I left the system pressurized overnight and it only dropped from 15 to 12 after 8 hours or so. I was hopeful for a minute when I found a pin hole in the small hose coming off the top of the radiator, but not enough to account for the pressure drop. I drained the oil and wasn't sure what I was looking for and initially felt relief as there was no visible water "on" the oil. However, the oil was a lot darker than I expected after only a couple hundred miles tops and had a coffee/chocolate color to it. After a bit of research, I'm pretty sure that is not a good thing. I heated up a coke can on the stove to about 350-400 and placed a few drops of oil in it and while it didn't bubble significantly, I could see small air bubbles forming in the oil which was one way mentioned to check for antifreeze in the oil. I also pulled the plugs on the corners of the block and inspected the cylinder with a camera. They all looked clean. I would love for someone to tell me I am misreading this.
wipe a finger tip inside the oil fill cap and taste it.
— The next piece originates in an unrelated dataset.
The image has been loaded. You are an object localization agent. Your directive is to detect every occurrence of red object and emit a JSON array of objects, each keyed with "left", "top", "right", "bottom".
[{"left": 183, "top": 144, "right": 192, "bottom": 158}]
If its bitter sweet, it indicates antiF in your crank case. And chocolate color is a bad sign of AF in your oil as well.....
Desperate, I decided to give blue devil a try as a last resort. Unfortunately, no difference. Idles fine, but then after about 15 mins of driving, it overheated again and you could hear air in the cooling system yet again. It overheated pretty near where I got it from, so I parked it there and will give my buddy a call Monday and figure out where to go from here. At this point, there was something sadly satisfying about not bringing it back home to sit in the driveway. Still thinking on it and open to ideas, but have spent a lot more time than intended and still don't have a driveable vehicle.
I would drop the oil pan and pressurize the system. Then lay under the truck and watch for coolant drips, might take a while if you see any coolant coming down from inside the block then you got a cracked block and will need a replacement. I did this on my old 2004 and saw a very small drip starting between the block and the cylinder sleeve. It will be a slow drip while the engine is cold, the crack will grow as the metal expands when hot and dump more coolant into the oil.
Edit: Added the picture above. Sorry it s a little bad but you can just see the drip of coolant forming between the block and the cylinder sleeve. I did run Iron Tite through the coolant system and got another 6 months before the engine finally blew for good.
Last edited by zski128; May 17, 2020 at 06:39 AM.
Reason: Added pic
You might also want to inspect the cylinders, cracked blocks often leak into the chamber where small amounts can get burned off, hence the steam cleaned cylinder look... Might give you a clue as to what cyl to look at underneath. remove the spark plugs and use a cheap usb boroscope to take a look for anything unusual inside each combustion chamber.
I suppose it could all be going downward... In my case it was all going into the cylinder. I had a crack on one of the inner 4 cylinder walls though, so it could be different.